Back in February I reported on a government survey of almost 15,000 British people in the UK that revealed ‘author’ is the most desired job in the country. But a couple of months later, a study has been published that reveals this is most certainly one of the riskiest job paths to take in terms of financial security.
Researchers at Queen Mary, University of London, interviewed 2,500 writers and released the following findings in a report entitled ‘The Business of Being an Author’:
- Only one in ten authors earn a living from writing alone (ten years ago the figure was four in ten).
- The average professional writer earns £11,000 per annum – beneath the minimum wage.
- At the top of the spectrum, 42.3 per cent of all income from professional writing is earned by 5 per cent of authors.
- 17 per cent of writers were paid nothing in a calendar year despite having published recently.
- Female authors earned 80 per cent of the income of male authors.
What are the reasons for the tight squeeze on writers’ incomes? Most are blaming the vast changes in the publishing industry making publishers reluctant to take risks, and so investing over and over in just a select group of authors, the ‘safe bets’, and celebrities.
Nicola Solomon of The Society of Authors said, “There is a tendency towards the safe,” she said. “But do we want safe? Surely the whole point of reading is to be introduced to things that are daring and challenging and different?”
Many writers have been open about the fact that building a secure income from their books takes time. For example, back in 2013 successful crime novelist Ian Rankin gave an interview to the Telegraphon the subject. “It took a good 12–14 years, and many books, before the money became a happy factor of my writing career,” he said.
Joanne Harris, author of one of my favourite novels of all time, Chocolat, has also spoken publicly on the issue. “Part of the problem,” she said, “is that, thanks to the media, the public has a distorted view of what the average author’s life is like. Not everyone can expect the kind of success earned by JK Rowling. If anything, quite the reverse.”

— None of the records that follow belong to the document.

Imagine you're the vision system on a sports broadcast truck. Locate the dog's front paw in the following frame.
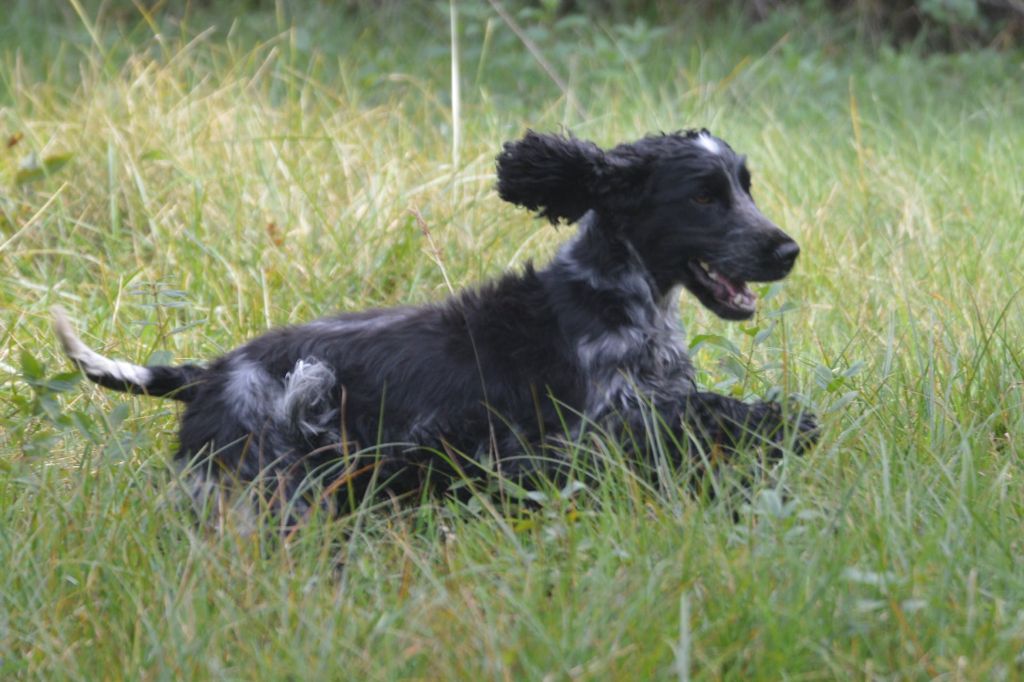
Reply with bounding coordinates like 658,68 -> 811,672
755,398 -> 820,460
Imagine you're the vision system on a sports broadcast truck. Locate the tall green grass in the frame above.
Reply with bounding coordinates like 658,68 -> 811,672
0,0 -> 1024,680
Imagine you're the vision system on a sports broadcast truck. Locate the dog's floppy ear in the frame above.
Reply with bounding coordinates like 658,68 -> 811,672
498,130 -> 607,224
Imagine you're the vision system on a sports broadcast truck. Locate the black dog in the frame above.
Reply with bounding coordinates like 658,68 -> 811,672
55,130 -> 815,512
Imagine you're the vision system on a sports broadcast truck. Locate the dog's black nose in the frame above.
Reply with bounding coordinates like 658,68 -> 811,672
773,240 -> 800,267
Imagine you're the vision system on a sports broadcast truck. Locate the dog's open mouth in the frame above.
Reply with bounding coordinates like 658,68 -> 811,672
687,260 -> 758,319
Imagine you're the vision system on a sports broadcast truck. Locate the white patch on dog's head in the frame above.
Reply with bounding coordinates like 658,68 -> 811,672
697,132 -> 722,154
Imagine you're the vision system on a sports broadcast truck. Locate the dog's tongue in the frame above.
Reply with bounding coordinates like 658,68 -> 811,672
709,270 -> 757,307
709,270 -> 752,298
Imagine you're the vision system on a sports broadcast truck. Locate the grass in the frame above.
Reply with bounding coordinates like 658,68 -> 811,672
0,0 -> 1024,680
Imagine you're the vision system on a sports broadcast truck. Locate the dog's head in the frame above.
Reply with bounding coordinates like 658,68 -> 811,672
498,130 -> 800,319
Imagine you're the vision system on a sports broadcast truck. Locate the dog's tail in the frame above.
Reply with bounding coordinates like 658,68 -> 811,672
52,305 -> 206,402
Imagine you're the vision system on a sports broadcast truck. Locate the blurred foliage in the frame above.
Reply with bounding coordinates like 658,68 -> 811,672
0,0 -> 1024,51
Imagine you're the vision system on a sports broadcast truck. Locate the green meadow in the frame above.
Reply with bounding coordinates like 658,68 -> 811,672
0,0 -> 1024,680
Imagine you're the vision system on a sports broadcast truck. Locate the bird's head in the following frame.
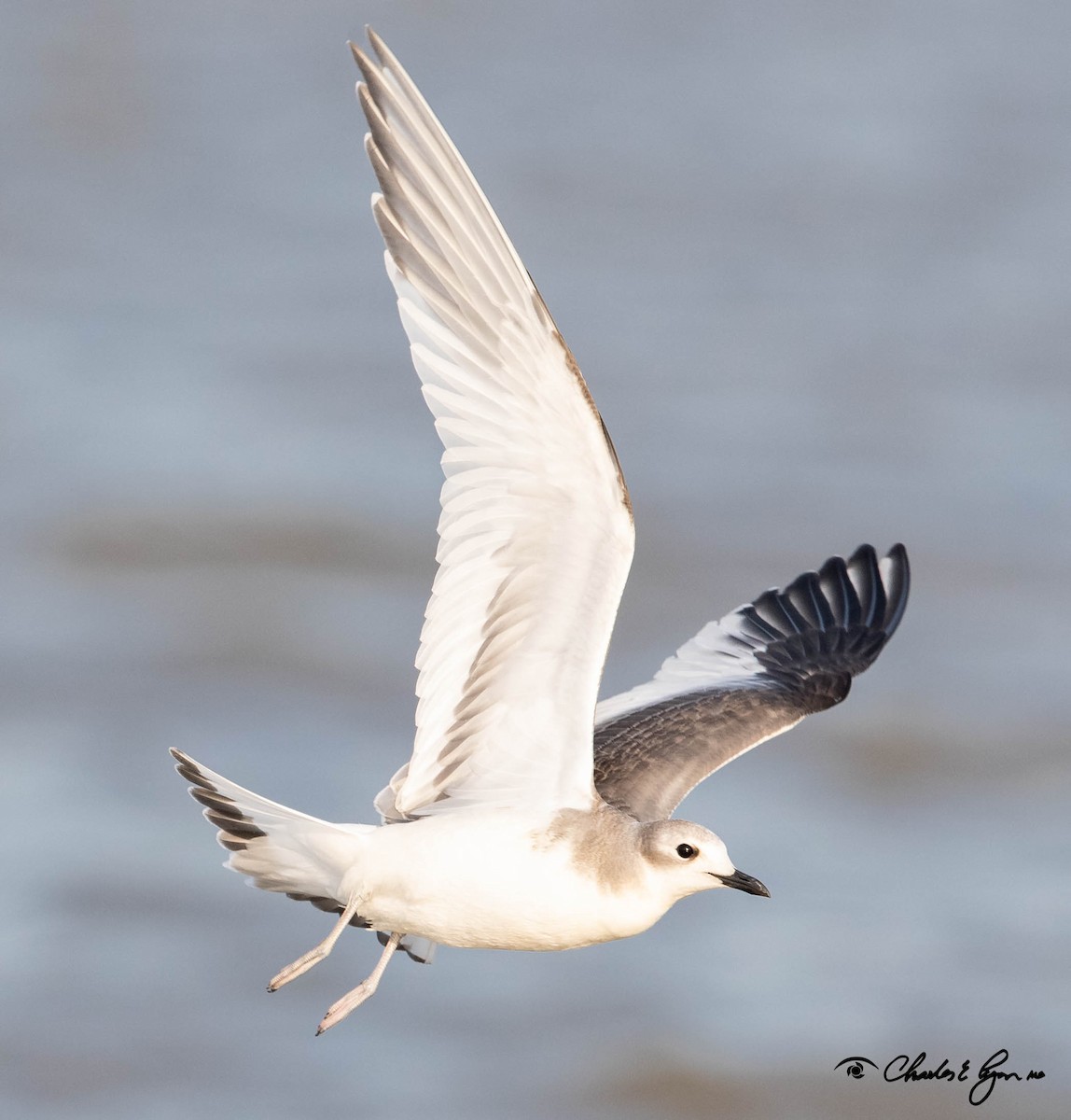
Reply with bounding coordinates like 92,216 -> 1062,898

I agree that there is a certain romanticism associated with being an author. I also think that the vast majority of us do it not for the money at all, but for the sheer love of writing, for sharing the burning story within. In fact, the need to write is so compelling it can be deeply unsettling not to write!
What do you think? Joanne Harris claims that ‘most [authors] – yes, even ones you’ve heard of – are finding it harder to earn money creating the books that they, and you, love.’ Does that concern you? Should writers be better respected, better paid? How sustainable is the future of publishing with a handful of ‘superstar’ authors earning a fortune, and then a sea of authors either dedicating themselves to their craft and living beneath the minimum wage, or writing endlessly alongside a demanding day job? How must an author prove him-/herself before there is a sense that he or she deserves a decent living?